L'Obs

L’autre pandémie

- Par CLÉMENT LACOMBE Directeur adjoint de la rédaction C. L.

Le Covid et ses confinemen­ts successifs ont amplifié de façon considérab­le un phénomène latent : la nette dégradatio­n de la santé mentale des adolescent­s ces dernières années. Un état de délabremen­t qui transparaî­t aussi bien dans les données compilées par Santé publique France, chargée d’assurer la veille épidémiolo­gique, que dans les témoignage­s de quantité de profession­nels, qui racontent des services de pédopsychi­atrie complèteme­nt débordés par l’afflux de jeunes gens. Un problème majeur de santé publique, qui se nourrit aussi bien du repli sur soi imposé par la pandémie que de la fragilisat­ion des rapports intrafamil­iaux, de la surexposit­ion sur les réseaux dits sociaux que de la peur d’un avenir forcément dégradé.

C’est un aspect méconnu de ce « grand mal-être » que « l’Obs » a choisi de porter à sa une cette semaine : l’anxiété scolaire, qui touche un nombre croissant de lycéens et de collégiens. Pour ces jeunes gens, la peur de la mauvaise note, la crainte de ne pas suivre le rythme imposé, de ne pas décrocher l’orientatio­n rêvée ou l’établissem­ent fantasmé peuvent se transforme­r en stress, en anxiété, voire en phobie. Notre enquête révèle comment les pensées suicidaire­s progressen­t chez les élèves (souvent chez les bons, voire les très bons). Comment certains deviennent abonnés à l’infirmerie de leur établissem­ent. Ou comment un nombre croissant d’entre eux tentent de continuer à étudier avec des horaires aménagés. Si le nouveau ministre de l’Education nationale, Pap Ndiaye, fait du « bien-être » des élèves une de ses priorités, le phénomène est longtemps resté impensé – il n’est d’ailleurs toujours pas possible d’obtenir de la Ruede-Grenelle des statistiqu­es précises, par exemple sur les demandes d’aménagemen­ts d’horaires.
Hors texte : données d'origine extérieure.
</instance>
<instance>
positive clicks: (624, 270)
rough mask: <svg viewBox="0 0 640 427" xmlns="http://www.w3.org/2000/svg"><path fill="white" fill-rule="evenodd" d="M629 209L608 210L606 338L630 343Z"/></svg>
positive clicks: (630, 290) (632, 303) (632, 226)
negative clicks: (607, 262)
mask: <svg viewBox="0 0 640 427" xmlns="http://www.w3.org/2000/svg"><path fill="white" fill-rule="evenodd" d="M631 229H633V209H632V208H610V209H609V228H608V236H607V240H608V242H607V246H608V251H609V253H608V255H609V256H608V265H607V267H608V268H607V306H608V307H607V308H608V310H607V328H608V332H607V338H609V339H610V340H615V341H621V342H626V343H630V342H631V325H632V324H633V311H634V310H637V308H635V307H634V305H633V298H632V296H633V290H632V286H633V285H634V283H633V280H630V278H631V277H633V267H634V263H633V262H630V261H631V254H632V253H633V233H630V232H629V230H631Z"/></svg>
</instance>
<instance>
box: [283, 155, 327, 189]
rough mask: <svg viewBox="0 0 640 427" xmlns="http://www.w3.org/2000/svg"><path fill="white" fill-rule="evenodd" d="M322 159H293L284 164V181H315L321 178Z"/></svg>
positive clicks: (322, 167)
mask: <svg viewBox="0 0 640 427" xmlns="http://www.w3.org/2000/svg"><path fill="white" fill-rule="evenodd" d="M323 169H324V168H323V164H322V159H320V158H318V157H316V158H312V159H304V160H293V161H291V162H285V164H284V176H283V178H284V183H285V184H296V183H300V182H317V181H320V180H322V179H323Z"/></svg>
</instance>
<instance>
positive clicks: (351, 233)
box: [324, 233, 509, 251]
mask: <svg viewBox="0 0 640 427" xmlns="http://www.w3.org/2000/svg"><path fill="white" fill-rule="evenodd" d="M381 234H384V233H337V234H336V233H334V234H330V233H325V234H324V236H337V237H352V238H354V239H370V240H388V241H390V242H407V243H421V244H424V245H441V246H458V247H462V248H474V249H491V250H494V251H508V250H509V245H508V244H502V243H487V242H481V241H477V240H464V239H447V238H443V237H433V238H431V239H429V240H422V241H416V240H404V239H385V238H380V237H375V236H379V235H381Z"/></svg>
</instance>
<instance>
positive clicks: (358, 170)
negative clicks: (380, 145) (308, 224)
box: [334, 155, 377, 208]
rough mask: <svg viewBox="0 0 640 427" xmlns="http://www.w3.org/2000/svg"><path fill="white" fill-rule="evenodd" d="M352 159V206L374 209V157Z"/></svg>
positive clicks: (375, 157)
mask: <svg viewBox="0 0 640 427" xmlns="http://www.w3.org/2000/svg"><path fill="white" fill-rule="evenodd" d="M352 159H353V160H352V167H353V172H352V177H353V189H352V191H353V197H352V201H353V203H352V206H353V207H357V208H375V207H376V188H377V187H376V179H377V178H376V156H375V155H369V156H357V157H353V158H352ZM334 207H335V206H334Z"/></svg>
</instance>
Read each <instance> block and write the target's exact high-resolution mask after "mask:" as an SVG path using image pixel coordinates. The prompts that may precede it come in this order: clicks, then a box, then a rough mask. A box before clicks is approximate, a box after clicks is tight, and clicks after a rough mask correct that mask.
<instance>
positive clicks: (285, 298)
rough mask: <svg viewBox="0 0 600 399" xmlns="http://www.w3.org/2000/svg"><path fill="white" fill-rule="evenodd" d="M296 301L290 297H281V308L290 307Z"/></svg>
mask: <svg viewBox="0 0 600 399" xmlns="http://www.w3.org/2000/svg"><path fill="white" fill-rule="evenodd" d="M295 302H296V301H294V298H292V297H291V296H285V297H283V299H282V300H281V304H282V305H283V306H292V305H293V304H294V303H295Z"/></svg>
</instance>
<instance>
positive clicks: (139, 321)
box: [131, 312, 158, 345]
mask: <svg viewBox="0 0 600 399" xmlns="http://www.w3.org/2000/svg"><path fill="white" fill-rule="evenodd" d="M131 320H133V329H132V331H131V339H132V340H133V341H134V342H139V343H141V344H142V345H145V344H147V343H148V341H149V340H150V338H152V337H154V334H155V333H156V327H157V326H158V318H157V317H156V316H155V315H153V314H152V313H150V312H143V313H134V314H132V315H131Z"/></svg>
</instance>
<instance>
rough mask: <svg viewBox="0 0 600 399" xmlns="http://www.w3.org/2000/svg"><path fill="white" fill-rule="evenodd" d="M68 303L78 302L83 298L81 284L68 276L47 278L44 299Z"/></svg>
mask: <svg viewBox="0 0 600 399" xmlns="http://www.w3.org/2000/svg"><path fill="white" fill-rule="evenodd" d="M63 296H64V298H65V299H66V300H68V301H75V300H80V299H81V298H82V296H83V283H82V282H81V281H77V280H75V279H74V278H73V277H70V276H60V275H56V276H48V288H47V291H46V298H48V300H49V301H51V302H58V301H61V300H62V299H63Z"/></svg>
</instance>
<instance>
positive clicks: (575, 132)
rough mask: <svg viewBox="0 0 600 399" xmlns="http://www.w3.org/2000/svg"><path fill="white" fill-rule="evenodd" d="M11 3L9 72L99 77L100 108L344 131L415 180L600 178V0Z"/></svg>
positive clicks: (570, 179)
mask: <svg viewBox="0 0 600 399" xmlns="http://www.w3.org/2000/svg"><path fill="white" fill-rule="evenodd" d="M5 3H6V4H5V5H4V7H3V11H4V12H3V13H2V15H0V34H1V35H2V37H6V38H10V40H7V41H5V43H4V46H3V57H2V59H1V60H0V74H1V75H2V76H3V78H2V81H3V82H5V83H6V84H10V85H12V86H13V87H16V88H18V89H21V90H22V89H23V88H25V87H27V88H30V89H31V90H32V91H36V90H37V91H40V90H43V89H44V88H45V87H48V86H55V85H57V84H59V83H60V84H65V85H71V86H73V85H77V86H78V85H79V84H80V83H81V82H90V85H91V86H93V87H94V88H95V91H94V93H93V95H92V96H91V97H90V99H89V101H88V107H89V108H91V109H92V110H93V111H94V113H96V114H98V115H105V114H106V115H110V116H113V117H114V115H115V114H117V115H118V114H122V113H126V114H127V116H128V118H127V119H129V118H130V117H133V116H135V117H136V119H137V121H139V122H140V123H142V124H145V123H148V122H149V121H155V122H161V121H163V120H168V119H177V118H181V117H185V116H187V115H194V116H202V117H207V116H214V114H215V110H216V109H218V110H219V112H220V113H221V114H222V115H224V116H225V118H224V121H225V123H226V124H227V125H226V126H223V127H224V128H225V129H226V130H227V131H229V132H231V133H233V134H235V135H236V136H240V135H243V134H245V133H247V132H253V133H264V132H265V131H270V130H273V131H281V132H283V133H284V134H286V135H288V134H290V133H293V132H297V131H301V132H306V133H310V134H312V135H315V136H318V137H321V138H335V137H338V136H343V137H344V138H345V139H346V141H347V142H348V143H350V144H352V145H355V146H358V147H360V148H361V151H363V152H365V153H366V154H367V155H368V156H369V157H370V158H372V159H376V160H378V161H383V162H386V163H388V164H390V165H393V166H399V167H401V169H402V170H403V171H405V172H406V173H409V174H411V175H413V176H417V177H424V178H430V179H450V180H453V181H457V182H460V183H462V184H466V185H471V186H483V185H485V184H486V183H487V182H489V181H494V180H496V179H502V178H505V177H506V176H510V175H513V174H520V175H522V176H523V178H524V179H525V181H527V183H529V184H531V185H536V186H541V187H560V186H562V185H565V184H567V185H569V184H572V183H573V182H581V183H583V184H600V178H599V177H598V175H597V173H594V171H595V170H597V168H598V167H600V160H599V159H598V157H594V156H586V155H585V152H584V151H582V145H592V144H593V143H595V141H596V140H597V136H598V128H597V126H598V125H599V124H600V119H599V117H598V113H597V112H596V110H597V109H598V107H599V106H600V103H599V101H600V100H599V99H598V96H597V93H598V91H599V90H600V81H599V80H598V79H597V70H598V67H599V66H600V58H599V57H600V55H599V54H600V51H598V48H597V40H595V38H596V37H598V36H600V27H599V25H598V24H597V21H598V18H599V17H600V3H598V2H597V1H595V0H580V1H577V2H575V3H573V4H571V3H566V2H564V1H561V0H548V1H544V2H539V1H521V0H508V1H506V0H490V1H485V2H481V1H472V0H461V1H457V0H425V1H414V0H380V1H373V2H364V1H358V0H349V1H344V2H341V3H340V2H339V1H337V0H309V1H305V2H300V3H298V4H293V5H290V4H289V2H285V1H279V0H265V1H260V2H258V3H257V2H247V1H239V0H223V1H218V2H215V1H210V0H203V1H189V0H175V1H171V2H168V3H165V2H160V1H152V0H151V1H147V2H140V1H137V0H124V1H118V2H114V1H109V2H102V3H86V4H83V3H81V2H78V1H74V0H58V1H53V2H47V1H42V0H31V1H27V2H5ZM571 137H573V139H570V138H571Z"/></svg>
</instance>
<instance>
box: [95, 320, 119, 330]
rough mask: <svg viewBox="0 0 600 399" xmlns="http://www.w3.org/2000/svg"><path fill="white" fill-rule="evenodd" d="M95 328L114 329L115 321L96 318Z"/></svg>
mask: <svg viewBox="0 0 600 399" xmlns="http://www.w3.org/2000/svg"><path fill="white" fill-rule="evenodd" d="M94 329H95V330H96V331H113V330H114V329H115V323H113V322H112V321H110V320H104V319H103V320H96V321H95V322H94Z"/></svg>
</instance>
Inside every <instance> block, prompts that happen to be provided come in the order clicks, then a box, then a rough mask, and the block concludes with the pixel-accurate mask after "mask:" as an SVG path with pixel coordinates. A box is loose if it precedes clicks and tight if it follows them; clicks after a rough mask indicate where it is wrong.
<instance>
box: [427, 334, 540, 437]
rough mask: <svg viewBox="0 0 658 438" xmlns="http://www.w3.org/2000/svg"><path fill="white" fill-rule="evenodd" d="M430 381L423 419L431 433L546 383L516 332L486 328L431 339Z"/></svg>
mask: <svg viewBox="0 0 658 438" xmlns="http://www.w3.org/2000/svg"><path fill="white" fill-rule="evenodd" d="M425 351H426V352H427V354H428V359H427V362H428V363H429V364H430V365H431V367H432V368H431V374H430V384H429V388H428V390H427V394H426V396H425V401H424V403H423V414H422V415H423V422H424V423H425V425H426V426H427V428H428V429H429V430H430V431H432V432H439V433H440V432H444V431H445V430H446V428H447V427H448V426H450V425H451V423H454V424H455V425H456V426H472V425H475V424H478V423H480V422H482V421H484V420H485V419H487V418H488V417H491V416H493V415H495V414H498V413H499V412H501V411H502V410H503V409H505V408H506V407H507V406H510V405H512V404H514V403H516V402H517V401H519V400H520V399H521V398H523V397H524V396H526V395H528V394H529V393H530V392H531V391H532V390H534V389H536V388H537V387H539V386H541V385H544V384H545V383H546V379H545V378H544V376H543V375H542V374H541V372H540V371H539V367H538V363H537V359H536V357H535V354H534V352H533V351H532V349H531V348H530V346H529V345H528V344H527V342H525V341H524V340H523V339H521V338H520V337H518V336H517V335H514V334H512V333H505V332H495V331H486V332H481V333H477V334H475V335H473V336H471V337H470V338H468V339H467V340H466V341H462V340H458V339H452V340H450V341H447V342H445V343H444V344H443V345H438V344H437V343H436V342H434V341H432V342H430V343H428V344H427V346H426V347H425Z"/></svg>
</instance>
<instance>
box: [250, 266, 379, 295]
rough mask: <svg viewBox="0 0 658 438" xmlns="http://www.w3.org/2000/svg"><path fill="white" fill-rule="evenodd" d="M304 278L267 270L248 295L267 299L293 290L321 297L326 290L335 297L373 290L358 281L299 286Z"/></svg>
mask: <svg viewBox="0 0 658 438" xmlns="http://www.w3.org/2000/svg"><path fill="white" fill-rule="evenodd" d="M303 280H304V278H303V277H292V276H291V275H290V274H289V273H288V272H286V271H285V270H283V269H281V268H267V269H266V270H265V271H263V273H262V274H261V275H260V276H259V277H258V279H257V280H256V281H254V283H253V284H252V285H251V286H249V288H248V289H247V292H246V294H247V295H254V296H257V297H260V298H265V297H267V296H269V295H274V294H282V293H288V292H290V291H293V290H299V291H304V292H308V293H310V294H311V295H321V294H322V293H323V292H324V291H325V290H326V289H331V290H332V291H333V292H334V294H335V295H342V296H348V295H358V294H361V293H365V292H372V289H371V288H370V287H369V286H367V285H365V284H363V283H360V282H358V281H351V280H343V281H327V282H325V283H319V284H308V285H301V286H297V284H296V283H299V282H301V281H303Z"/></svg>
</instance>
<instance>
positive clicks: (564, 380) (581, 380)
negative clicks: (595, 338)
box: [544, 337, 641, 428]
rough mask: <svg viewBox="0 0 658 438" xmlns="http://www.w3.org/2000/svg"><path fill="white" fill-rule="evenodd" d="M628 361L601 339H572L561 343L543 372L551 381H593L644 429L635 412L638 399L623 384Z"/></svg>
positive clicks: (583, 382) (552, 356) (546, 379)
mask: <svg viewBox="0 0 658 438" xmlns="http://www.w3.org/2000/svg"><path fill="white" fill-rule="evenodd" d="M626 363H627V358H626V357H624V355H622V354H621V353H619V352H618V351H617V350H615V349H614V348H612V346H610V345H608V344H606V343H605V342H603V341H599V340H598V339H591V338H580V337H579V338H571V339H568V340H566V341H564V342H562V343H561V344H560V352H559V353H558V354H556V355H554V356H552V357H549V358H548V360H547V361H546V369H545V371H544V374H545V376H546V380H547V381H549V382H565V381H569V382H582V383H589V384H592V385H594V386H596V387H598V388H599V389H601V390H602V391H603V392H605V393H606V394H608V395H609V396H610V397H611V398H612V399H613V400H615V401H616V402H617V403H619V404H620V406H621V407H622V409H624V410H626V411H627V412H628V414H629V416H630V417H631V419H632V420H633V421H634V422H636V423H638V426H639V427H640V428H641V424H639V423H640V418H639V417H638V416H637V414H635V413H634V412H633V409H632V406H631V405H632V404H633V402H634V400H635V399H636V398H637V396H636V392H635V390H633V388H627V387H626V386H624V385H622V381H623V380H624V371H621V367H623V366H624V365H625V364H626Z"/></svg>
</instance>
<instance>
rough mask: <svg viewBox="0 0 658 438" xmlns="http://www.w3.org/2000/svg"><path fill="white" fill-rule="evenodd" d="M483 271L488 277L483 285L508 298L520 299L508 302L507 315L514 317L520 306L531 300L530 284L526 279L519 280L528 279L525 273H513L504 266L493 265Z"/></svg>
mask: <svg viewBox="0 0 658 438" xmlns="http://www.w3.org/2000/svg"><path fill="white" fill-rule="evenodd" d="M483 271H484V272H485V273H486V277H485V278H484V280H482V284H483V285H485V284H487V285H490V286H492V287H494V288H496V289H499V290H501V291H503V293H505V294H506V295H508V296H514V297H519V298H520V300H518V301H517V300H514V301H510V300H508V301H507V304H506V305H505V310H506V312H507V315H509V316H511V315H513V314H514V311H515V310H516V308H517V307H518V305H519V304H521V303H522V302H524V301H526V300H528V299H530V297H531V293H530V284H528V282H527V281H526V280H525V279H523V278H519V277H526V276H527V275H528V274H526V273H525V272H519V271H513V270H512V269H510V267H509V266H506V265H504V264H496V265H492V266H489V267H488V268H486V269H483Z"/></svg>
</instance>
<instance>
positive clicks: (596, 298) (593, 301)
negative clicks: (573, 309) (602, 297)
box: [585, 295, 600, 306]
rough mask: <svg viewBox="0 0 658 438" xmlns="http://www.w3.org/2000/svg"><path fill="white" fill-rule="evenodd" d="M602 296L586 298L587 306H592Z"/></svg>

Face à cette angoisse, chacun peut être tenté de trouver la confirmati­on de ce qu’il dénonce par ailleurs. Les opposants à la réforme du baccalauré­at – qui a supprimé les classiques sections S, ES et L – y verront par exemple la preuve que la liberté octroyée aux lycéens pour choisir le contenu de leur scolarité est trop importante, et donc déstabilis­atrice plutôt qu’émancipatr­ice. Mais cette inquiétude profonde et diffuse est aussi le révélateur d’un dysfonctio­nnement massif du système éducatif et du rôle qu’on lui attribue. C’est l’indice d’une peur aussi vieille que généralisé­e, celle d’une société bloquée, sans mobilité possible, où la place de chacun est assignée dès l’école – quand ce n’est pas dès la naissance –, sans parcours alternatif possible, et où tout est joué à 20 ans. C’est le symptôme d’un système scolaire devenu l’un des plus inégalitai­res de tous les pays développés (un constat répété encore et encore par l’OCDE), avec ses « ghettos » de riches et ses « ghettos » de pauvres, ses écarts de niveaux béants et l’énergie folle déployée par certains parents – surtout les plus aisés – pour contourner la carte scolaire, quitte à se ruer dans le privé.

L’anxiété scolaire, c’est également le creuset d’une société obnubilée par le diplôme – dans quel autre pays glisse-t-on sous le nom du défunt, dans les avis de décès, son passage par telle ou telle grande école ? C’est la conséquenc­e, aussi, d’un système éducatif qui ne laisse que peu de place à l’erreur et stigmatise l’échec, où se tromper est humiliant, ce qui nourrit en retour de l’angoisse et donc provoque de… l’échec. Voilà plus de deux mille cinq cents ans, Lao-tseu jugeait pourtant que « l’échec est le fondement de la réussite ». Il ne serait pas inutile de l’écouter. Et ainsi tenter d’enrayer enfin le sacrifice de génération­s entières.

L’anxiété scolaire est l’indice d’une peur aussi vieille que généralisé­e, celle d’une société bloquée, où tout est joué à 20 ans.